P.S. the boys are sleeping in a tent in the living room. We set up three tents this afternoon for them to play. Fun. Maybe I'll post photos later. Kelvin's coughing, though :) Oh, after not really eating any proper food all day long (eating well -- another problem for skinny me in this juncture) I cooked some yummy soup tonight. Tomorrow will be a better day (make that a mantra).
I just love when you write about the conflicts you have as an expat - I think it helps me to understand my father better, and what things were like for him the first several years he lived in this country.
ReplyDeleteI think, considering uncertainty of your circumstances, that you're doing beautifully, Lilian. You're entitled to have some down days.

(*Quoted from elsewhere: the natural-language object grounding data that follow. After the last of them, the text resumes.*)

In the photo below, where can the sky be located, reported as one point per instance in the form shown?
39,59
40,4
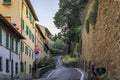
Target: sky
45,10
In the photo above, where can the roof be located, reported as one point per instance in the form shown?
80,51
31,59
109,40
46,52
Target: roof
9,27
38,27
32,9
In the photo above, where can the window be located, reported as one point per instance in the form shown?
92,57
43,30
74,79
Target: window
32,55
22,47
30,68
16,47
7,65
7,1
32,38
0,63
12,45
30,18
27,30
22,24
21,66
27,11
7,40
0,36
26,50
29,53
29,34
16,68
8,19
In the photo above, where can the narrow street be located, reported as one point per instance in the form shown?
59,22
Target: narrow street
62,73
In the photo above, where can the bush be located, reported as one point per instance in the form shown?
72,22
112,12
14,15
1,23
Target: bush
87,26
69,61
93,14
45,62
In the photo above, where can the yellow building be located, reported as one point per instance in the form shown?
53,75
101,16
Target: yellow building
22,14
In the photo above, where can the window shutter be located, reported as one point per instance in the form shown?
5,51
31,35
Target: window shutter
7,40
27,30
27,11
7,1
0,36
29,34
30,68
32,55
29,53
22,24
21,67
12,44
16,47
22,47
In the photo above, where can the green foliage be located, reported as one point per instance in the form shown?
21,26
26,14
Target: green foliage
79,47
56,51
69,61
68,18
104,78
46,62
87,26
93,14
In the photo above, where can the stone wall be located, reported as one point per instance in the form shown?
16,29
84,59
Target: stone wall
101,45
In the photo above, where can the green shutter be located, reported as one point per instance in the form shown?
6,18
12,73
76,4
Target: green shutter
7,40
27,30
21,67
6,1
22,47
16,47
0,36
30,68
22,24
27,11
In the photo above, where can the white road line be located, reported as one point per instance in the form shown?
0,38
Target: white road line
82,77
50,74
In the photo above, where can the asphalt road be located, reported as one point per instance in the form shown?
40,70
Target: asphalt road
62,73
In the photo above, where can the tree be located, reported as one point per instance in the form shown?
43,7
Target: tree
68,18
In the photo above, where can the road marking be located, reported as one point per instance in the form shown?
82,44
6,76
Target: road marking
50,74
82,77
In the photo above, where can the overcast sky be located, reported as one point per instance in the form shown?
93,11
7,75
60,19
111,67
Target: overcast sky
45,10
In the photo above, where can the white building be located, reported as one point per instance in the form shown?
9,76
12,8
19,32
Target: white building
9,49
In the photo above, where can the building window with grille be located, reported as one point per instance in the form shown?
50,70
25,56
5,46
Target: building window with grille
7,65
0,63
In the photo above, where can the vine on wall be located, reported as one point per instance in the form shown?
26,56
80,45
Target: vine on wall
92,16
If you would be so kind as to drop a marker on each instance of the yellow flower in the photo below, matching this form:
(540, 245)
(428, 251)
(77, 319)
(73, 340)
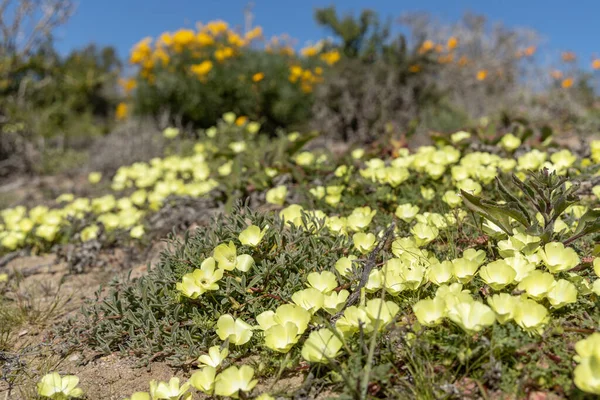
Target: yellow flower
(352, 320)
(406, 212)
(215, 356)
(531, 316)
(277, 195)
(440, 273)
(216, 27)
(237, 331)
(424, 234)
(537, 284)
(284, 314)
(259, 76)
(481, 75)
(309, 51)
(56, 387)
(558, 258)
(364, 242)
(233, 379)
(202, 69)
(452, 198)
(360, 218)
(497, 274)
(201, 280)
(121, 112)
(427, 193)
(223, 54)
(252, 235)
(381, 312)
(204, 39)
(89, 233)
(281, 338)
(253, 33)
(563, 293)
(94, 177)
(459, 136)
(203, 379)
(567, 83)
(321, 346)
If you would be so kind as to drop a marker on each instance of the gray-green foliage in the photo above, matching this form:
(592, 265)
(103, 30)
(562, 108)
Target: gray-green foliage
(146, 317)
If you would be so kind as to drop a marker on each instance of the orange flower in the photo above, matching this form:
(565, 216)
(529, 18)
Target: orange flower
(259, 76)
(452, 43)
(253, 33)
(427, 45)
(200, 70)
(568, 56)
(183, 38)
(121, 111)
(295, 73)
(223, 54)
(567, 83)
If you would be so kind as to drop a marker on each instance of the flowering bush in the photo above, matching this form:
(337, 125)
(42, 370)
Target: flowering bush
(197, 75)
(319, 276)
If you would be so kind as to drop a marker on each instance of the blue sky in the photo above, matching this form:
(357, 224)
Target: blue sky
(564, 25)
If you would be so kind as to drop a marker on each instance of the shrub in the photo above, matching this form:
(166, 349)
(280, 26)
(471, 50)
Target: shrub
(196, 76)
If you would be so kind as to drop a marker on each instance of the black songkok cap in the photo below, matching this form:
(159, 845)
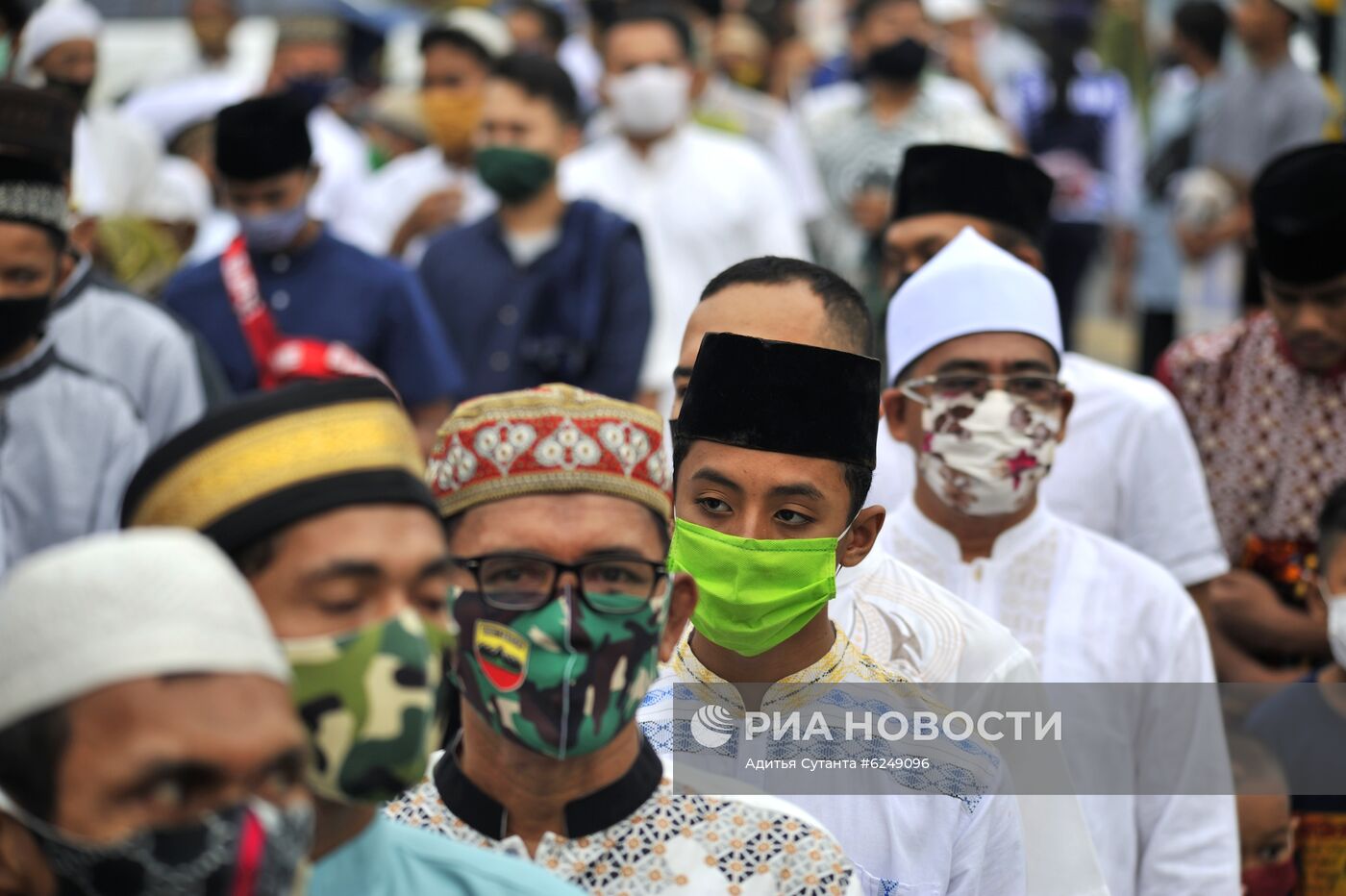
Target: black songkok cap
(262, 138)
(279, 458)
(37, 125)
(783, 397)
(948, 179)
(1299, 214)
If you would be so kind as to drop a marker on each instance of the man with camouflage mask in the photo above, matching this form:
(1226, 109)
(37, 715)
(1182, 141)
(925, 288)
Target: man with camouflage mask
(556, 505)
(315, 492)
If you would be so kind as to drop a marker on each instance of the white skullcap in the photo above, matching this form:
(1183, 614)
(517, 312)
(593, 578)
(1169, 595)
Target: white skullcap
(181, 192)
(121, 607)
(946, 11)
(54, 23)
(486, 29)
(972, 286)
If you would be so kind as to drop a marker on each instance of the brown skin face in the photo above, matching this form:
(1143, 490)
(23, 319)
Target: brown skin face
(354, 566)
(513, 118)
(1265, 829)
(785, 312)
(1312, 320)
(76, 61)
(910, 242)
(159, 752)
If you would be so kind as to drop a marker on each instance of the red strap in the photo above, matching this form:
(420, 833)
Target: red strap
(253, 316)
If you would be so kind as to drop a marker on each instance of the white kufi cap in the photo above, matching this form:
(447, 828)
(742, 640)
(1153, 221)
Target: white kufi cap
(54, 23)
(121, 607)
(972, 286)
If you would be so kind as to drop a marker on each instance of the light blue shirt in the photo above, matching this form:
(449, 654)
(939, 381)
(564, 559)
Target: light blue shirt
(394, 859)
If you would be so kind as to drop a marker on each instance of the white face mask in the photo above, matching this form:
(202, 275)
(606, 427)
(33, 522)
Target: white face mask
(650, 100)
(985, 458)
(1336, 627)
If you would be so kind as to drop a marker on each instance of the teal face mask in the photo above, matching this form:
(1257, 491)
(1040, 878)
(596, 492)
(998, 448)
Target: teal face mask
(754, 595)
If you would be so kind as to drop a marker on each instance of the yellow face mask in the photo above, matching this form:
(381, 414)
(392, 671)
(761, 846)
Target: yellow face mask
(451, 118)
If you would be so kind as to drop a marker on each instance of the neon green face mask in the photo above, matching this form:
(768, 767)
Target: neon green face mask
(754, 593)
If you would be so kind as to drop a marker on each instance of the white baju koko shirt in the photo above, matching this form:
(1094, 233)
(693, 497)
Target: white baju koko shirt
(908, 623)
(703, 201)
(1128, 470)
(1092, 610)
(929, 839)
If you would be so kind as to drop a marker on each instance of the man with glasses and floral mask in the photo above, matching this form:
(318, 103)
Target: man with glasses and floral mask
(769, 508)
(315, 494)
(556, 508)
(976, 336)
(147, 741)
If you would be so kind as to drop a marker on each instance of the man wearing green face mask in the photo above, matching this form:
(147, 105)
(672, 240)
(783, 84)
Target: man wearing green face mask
(558, 509)
(773, 458)
(315, 492)
(540, 290)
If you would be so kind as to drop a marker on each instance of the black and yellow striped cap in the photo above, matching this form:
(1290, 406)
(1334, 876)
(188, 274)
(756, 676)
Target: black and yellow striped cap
(279, 458)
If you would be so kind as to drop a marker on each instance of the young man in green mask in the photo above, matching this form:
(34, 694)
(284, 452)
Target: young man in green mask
(769, 508)
(315, 492)
(558, 510)
(561, 292)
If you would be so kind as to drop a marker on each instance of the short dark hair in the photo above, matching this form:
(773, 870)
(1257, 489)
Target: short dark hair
(1204, 24)
(554, 23)
(450, 37)
(541, 78)
(657, 12)
(30, 757)
(848, 316)
(1332, 526)
(858, 479)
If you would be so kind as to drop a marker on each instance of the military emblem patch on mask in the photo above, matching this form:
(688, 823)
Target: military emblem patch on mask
(502, 654)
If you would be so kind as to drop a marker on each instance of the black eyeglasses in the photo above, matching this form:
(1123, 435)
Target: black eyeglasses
(525, 582)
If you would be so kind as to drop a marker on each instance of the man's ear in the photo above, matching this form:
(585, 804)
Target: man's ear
(864, 535)
(23, 868)
(1067, 401)
(682, 603)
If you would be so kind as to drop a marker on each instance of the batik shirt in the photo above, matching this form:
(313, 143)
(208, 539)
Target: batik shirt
(944, 833)
(636, 837)
(1269, 437)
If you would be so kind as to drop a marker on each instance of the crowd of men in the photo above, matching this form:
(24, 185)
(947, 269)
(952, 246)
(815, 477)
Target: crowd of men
(384, 468)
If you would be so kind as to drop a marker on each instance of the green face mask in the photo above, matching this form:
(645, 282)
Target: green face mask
(369, 700)
(513, 174)
(754, 593)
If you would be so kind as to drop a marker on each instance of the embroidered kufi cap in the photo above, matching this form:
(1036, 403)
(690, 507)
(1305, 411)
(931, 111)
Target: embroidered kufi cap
(548, 440)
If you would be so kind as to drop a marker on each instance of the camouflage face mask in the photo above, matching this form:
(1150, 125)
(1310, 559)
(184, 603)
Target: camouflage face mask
(369, 700)
(561, 680)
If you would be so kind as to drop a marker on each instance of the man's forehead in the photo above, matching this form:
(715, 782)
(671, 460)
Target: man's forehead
(784, 312)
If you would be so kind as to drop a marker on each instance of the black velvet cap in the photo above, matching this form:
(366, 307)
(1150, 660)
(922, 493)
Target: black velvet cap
(784, 397)
(948, 179)
(262, 137)
(278, 458)
(37, 125)
(1299, 214)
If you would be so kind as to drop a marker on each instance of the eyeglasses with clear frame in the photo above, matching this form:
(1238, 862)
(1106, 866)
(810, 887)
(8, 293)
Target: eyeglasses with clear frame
(529, 582)
(1036, 389)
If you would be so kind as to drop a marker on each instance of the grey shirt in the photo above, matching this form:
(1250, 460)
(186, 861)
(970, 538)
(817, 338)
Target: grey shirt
(69, 444)
(1260, 114)
(134, 343)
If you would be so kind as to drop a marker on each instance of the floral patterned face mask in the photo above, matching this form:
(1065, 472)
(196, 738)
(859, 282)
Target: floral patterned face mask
(985, 458)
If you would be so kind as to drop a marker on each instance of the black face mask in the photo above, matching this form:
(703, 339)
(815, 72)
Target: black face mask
(899, 62)
(74, 90)
(20, 319)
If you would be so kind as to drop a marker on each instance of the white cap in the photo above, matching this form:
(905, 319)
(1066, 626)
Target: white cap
(121, 607)
(54, 23)
(946, 11)
(181, 192)
(972, 286)
(481, 26)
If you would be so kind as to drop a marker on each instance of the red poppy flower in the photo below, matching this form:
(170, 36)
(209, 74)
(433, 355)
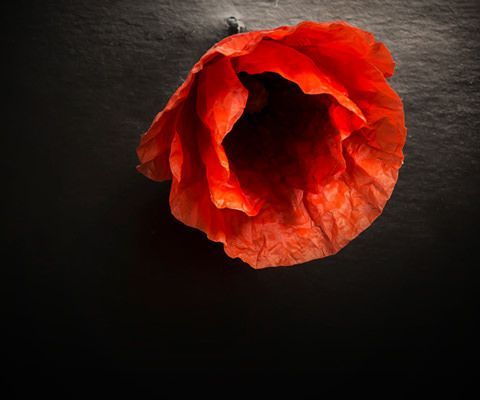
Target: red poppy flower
(282, 144)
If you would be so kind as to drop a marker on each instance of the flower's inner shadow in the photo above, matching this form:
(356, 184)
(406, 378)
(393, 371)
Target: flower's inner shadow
(279, 142)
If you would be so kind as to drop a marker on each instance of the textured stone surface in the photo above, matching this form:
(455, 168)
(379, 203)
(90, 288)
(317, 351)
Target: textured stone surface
(108, 279)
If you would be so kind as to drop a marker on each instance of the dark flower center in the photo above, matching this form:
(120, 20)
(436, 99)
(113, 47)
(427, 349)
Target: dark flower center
(275, 144)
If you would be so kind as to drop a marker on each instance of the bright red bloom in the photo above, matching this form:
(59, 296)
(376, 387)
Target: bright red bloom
(282, 144)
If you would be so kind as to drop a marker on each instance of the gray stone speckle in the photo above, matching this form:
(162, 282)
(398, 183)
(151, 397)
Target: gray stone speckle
(108, 271)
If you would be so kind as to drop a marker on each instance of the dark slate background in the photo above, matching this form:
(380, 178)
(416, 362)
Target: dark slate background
(100, 277)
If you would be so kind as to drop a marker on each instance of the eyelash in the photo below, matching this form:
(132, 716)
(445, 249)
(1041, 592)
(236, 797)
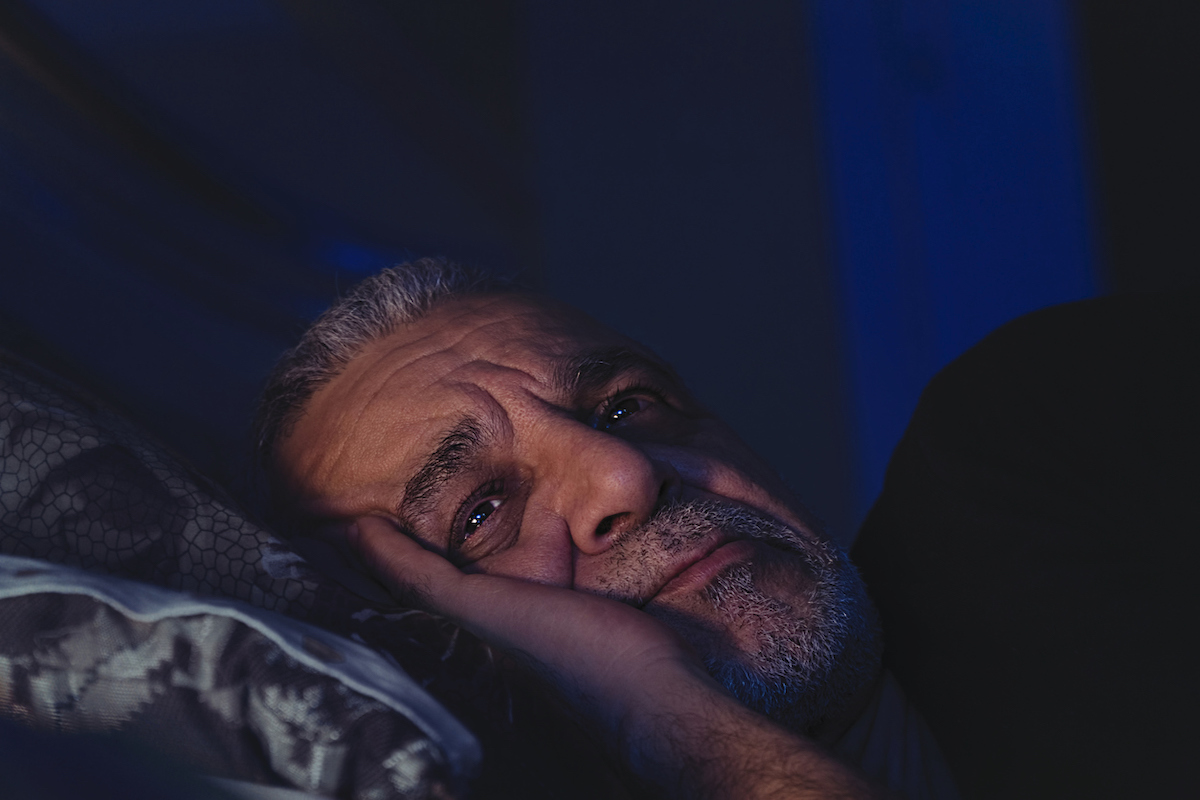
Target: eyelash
(496, 488)
(616, 397)
(490, 489)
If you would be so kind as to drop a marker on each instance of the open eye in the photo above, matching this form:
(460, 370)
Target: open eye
(619, 410)
(623, 405)
(478, 515)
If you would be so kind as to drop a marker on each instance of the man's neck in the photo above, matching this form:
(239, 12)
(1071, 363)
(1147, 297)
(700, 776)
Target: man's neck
(891, 744)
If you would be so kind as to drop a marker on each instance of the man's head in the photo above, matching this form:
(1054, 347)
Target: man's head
(519, 437)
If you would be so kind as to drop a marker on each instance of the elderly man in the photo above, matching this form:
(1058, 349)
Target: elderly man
(485, 452)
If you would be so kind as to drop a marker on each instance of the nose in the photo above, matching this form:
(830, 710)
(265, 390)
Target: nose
(601, 485)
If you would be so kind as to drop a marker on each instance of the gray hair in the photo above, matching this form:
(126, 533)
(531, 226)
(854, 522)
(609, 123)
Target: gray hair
(372, 310)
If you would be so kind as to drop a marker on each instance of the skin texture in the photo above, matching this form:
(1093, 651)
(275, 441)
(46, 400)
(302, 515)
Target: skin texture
(529, 450)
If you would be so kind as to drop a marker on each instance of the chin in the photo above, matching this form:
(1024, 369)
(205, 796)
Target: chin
(792, 635)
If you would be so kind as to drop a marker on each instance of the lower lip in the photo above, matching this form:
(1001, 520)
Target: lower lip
(708, 567)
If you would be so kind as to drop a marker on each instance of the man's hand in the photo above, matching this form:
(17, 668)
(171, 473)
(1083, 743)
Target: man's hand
(673, 729)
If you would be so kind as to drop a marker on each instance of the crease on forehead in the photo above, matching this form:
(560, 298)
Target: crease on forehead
(375, 401)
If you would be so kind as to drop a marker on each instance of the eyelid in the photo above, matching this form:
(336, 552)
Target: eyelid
(615, 397)
(495, 488)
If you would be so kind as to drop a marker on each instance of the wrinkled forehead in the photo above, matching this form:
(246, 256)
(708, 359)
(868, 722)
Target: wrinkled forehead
(419, 380)
(471, 337)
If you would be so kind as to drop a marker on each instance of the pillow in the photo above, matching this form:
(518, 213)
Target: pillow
(81, 486)
(235, 692)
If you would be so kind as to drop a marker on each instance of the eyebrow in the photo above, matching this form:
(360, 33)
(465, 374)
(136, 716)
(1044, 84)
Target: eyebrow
(591, 373)
(455, 452)
(581, 376)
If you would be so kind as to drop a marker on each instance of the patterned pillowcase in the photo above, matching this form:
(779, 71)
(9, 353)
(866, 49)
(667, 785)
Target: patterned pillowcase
(232, 691)
(79, 486)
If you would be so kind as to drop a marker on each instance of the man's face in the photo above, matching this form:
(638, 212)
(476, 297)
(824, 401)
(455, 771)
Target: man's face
(521, 438)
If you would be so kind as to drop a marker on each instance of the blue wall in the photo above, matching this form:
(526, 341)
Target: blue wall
(958, 184)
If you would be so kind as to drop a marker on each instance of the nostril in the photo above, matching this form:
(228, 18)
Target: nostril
(606, 524)
(670, 491)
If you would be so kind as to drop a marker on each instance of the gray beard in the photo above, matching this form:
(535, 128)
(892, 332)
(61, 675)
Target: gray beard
(813, 656)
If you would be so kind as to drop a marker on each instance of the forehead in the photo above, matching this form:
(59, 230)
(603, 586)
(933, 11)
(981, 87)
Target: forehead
(360, 431)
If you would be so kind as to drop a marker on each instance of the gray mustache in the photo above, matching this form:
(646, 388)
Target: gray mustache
(640, 555)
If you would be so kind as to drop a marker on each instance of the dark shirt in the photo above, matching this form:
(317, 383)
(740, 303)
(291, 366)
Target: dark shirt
(1035, 553)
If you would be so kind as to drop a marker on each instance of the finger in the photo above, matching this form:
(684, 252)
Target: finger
(414, 575)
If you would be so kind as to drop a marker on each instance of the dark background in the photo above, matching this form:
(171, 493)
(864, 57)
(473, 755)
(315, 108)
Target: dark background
(808, 206)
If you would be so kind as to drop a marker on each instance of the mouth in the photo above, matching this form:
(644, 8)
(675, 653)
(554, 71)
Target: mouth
(707, 564)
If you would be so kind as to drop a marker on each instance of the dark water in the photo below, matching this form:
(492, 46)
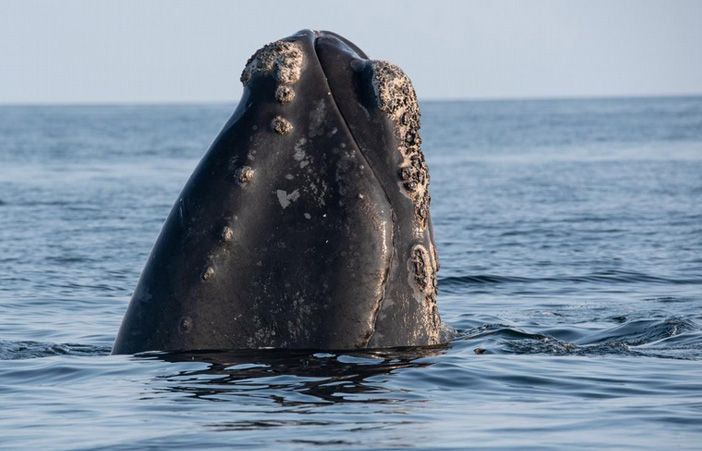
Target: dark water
(570, 237)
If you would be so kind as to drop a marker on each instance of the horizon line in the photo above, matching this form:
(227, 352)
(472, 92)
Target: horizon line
(119, 103)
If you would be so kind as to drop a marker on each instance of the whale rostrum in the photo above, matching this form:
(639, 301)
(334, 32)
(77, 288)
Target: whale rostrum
(306, 224)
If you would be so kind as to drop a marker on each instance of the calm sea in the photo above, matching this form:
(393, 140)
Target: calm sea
(570, 240)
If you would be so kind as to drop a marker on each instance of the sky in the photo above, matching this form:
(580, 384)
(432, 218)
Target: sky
(155, 51)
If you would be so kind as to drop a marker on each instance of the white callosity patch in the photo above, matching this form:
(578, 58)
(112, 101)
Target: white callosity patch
(397, 98)
(285, 199)
(280, 59)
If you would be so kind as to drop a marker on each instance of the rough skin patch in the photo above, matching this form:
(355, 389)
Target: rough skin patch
(208, 273)
(425, 278)
(284, 94)
(245, 175)
(227, 233)
(280, 59)
(397, 98)
(281, 126)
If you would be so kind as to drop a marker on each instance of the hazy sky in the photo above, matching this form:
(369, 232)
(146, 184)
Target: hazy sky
(190, 51)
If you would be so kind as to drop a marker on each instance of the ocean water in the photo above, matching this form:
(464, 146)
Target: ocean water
(570, 240)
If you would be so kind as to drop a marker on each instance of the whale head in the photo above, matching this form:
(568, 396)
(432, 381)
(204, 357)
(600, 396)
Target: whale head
(306, 224)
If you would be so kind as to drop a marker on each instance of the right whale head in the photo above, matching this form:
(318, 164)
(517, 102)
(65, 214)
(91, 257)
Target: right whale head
(306, 224)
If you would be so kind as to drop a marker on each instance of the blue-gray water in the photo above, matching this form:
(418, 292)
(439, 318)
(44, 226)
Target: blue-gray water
(570, 240)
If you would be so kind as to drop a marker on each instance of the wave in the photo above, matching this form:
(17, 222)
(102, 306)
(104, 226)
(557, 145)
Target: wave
(612, 276)
(673, 337)
(15, 350)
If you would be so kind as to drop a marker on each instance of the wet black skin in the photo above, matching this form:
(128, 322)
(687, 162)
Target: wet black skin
(307, 250)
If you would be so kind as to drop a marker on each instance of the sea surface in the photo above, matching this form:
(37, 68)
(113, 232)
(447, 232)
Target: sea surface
(570, 239)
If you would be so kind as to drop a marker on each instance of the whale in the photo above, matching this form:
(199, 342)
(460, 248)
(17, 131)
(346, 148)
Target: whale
(306, 225)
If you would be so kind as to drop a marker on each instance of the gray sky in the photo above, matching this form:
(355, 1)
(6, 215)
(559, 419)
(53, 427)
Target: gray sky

I agree with the anjali--I think you are doing remarkably well (at least outwardly, eh?!) given the cirumstances. I can't imagine how difficult this time period must be. I know what you mean about having decisions made *for you*--most people have to exist that way, I guess, but in academia it's more difficult to have those decisions made for us.
ReplyDeleteHang in there, friend. Don't forget I'm on Skype (I think I'm shy about inititating this--one of us will have to break the ice!)
You've had a really horrendous couple of months, haven't you? I think you are doing really well with it all. It takes time to get through all these transitions and changes. I have confidence that you will find your way.
ReplyDeleteAh, but Lilian, circumstances don't decide for us, the ensnare us, and we learn only too late to regret our coasting. At least that's my view. I'm sure many a free spirit thinks otherwise. We always have choices in our lives (if not about the specifics of our outer world) at least about our inward trajectories.
ReplyDeleteI think of the intellectuals and writers black-listed in the Czech Republic, under the repressive Communist rule there (especially following Prague Spring in 1968). They had little choice in where they lived, and how they made a living. But the choice was always theirs how they spent their lives, how they engaged themselves.
I think, as difficult as the questions may prove to you and K, they're well worth asking, and exploring, together.